La majorité des figures de Léon Perrin sont féminines, à l'exception du "Fanatique" ou de "l'Homme marchant", et sans compagne comme "Sapho jeune", "Vénus" ou "Walkyrie". Parfois, Léon Perrin associe une des figures isolées à d'autres: prenons le cas des "Trois Grâces" dont la femme placée à gauche est la même que "Vénus". D'autres fois, il reproduit une même figure dans des dimensions ou des matières différentes, telles "Melpomène" ou "Pénélope" (1)

Dans tous les cas, ces figures, seules ou associées, sont indépendantes et vivent de leur vie propre. Ce souffle provient du jeu des reflets de la lumière sur les surfaces plus ou moins polies des créations de Léon Perrin. L'ondoiement de la lumière, né de l'alternance du rugueux et du lisse, évoque les touches plus ou moins épaisses des toiles impressionnistes captant les impalpables phénomènes de l'atmosphère.

A ces figures, l'artiste donne souvent des noms empruntés au répertoire traditionnel de la sculpture: sujets mythologiques, historiques, bibliques ou allégoriques. Cependant, si les thèmes sont traditionnels, leur traitement l'est moins car l'auteur ne suit pas de codes iconologiques permettant de reconnaître une figure grâce aux attributs qui lui sont réservés.
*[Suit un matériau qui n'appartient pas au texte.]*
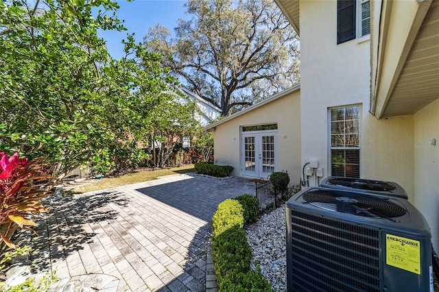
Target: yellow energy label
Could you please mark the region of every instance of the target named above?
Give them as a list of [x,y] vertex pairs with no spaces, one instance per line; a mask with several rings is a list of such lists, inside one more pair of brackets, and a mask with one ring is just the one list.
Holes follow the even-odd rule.
[[385,263],[420,275],[419,241],[385,234]]

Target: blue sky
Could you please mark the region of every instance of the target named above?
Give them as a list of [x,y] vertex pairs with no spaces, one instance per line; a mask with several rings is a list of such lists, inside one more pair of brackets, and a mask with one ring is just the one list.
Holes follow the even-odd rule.
[[123,46],[121,41],[127,33],[134,33],[137,42],[142,42],[143,36],[151,27],[157,23],[165,26],[173,33],[178,19],[189,19],[185,14],[184,0],[134,0],[131,2],[117,1],[120,8],[117,14],[125,20],[126,32],[102,31],[99,35],[106,41],[108,52],[117,59],[123,56]]

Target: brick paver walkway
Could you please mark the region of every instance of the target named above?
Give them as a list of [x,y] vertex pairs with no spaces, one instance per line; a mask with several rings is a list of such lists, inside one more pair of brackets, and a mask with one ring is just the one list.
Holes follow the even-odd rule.
[[215,290],[209,271],[206,282],[212,215],[245,193],[254,193],[248,180],[175,175],[64,197],[38,222],[34,271],[110,275],[117,291]]

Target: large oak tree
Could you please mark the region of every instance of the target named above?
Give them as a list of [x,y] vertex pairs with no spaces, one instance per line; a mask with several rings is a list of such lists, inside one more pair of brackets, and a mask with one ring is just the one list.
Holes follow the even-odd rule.
[[[172,37],[150,28],[145,47],[222,115],[297,82],[298,38],[272,0],[188,0]],[[181,78],[180,78],[181,79]]]

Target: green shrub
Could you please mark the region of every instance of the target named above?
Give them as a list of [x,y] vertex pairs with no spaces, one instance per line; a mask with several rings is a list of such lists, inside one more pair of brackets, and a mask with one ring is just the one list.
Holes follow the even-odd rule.
[[254,220],[259,200],[245,194],[223,201],[212,217],[212,256],[219,291],[272,291],[260,271],[250,269],[252,250],[242,228]]
[[278,192],[285,193],[288,191],[288,184],[289,184],[288,173],[274,172],[270,175],[270,180]]
[[259,214],[259,199],[250,194],[244,194],[235,198],[244,208],[245,223],[254,222]]
[[233,167],[230,165],[216,165],[212,162],[198,162],[195,163],[194,167],[198,173],[217,178],[228,176],[233,171]]
[[235,225],[215,238],[212,244],[215,272],[223,279],[232,271],[246,273],[250,269],[252,250],[247,243],[246,232]]
[[244,208],[242,205],[233,199],[223,201],[212,217],[212,233],[213,237],[221,234],[235,225],[240,228],[244,226]]
[[252,269],[247,273],[229,273],[220,284],[219,291],[272,291],[270,282],[261,273]]

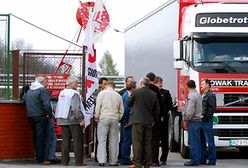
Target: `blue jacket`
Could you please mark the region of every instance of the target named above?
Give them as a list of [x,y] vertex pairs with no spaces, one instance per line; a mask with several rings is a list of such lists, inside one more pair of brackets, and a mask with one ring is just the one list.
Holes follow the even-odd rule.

Ainsi se pose le problème du titre par rapport à la représentation. En effet, seul le titre fait qu'une sculpture de Léon Perrin s'élève vers la mythologie, l'histoire, l'allégorie ou alors s'abaisse à la scène du genre et au nu.

(1) "Pénélope" se trouve au Locle en bronze et au cimetière de La Chaux-de-Fonds en pierre et agrandie.